@BumbleBeeBoogie,
Richard Nixon nominated an unbelievable four justices in his first term, and all but one of them (William H. Rehnquist), turned out to be a liberal judicial activist. Of those four nominees, only Rehnquist didn't accept the right to privacy that Bill Douglas invented in the "penumbras, formed by emanations" of the 4th, 5th, 6th and 9th amendments.
All of Nixon's other nominees (Warren Burger, Lewis, Powell, and Harry Blackmun) not only accepted this invented right, but found it broad enough to include abortion in Roe.
Guess who wrote the opinion in Roe? It wasn't Douglas. It was the Nixon, Republican-appointed, "living constitutionalist" Harry Blackmun.
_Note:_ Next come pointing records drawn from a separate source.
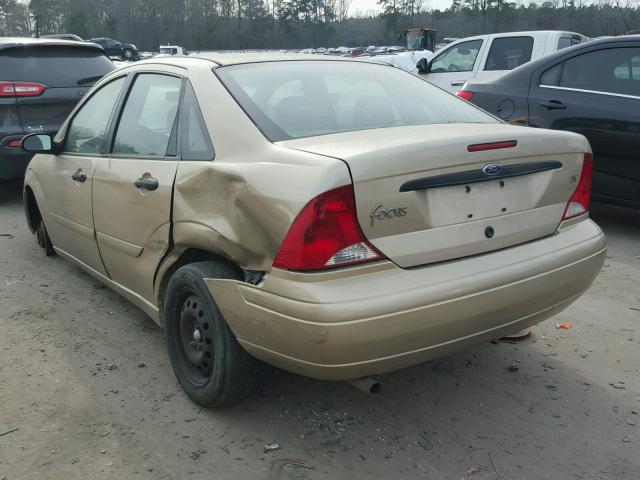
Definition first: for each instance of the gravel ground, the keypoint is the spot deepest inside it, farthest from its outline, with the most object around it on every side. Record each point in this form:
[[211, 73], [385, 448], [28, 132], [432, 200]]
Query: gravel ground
[[87, 392]]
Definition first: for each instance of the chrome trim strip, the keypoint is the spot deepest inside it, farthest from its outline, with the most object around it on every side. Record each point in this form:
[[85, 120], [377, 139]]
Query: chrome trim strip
[[552, 87]]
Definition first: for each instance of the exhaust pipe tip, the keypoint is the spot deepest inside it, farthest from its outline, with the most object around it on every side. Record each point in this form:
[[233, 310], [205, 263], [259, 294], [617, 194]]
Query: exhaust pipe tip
[[366, 385]]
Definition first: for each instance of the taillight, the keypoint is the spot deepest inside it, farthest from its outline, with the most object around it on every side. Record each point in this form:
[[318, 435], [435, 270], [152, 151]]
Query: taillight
[[579, 201], [21, 89], [326, 234], [465, 95]]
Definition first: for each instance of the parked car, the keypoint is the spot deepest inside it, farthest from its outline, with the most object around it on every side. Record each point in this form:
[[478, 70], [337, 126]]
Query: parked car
[[592, 89], [40, 82], [114, 48], [333, 217], [444, 42], [64, 36], [486, 57], [168, 50]]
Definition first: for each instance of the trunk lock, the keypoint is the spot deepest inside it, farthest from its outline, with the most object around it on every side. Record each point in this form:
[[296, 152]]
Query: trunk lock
[[489, 232]]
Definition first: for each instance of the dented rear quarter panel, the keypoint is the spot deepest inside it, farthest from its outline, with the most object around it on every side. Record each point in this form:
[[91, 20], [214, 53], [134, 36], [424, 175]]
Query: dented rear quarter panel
[[241, 204]]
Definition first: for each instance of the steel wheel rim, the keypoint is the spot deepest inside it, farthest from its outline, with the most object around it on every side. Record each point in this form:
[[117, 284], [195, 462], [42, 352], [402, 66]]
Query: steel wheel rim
[[196, 340]]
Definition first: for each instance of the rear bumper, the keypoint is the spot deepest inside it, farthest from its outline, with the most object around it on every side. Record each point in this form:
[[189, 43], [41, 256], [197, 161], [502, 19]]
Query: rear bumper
[[379, 318], [13, 161]]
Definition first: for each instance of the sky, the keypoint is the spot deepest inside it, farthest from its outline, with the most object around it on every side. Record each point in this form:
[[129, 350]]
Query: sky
[[366, 5]]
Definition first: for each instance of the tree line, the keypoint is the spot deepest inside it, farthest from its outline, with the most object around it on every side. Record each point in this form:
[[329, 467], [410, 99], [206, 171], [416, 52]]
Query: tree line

Gerald Ford even nominated John Paul Stevens over then Solicitor General Robert Bork.
It wasn't really until George W. Bush that the vetting process and growth of the conservative legal movement produced a deep enough bench of nominees (like John G. Roberts and Samuel Alito) who would give consistently conservative results. I suppose, even if Brett Kavanaugh believes there is a "right to privacy" in the constitution , that we owe him for his work as Senior Associate Counsel for promoting Samuel Alito and John G. Roberts. A man who called Douglas' framework in Griswold as the "so-called" right to privacy now leads the most powerful judicial body in the world. Conservatives have Brett Kavanaugh to thank for it (even if he doesn't share John Roberts views on the matter).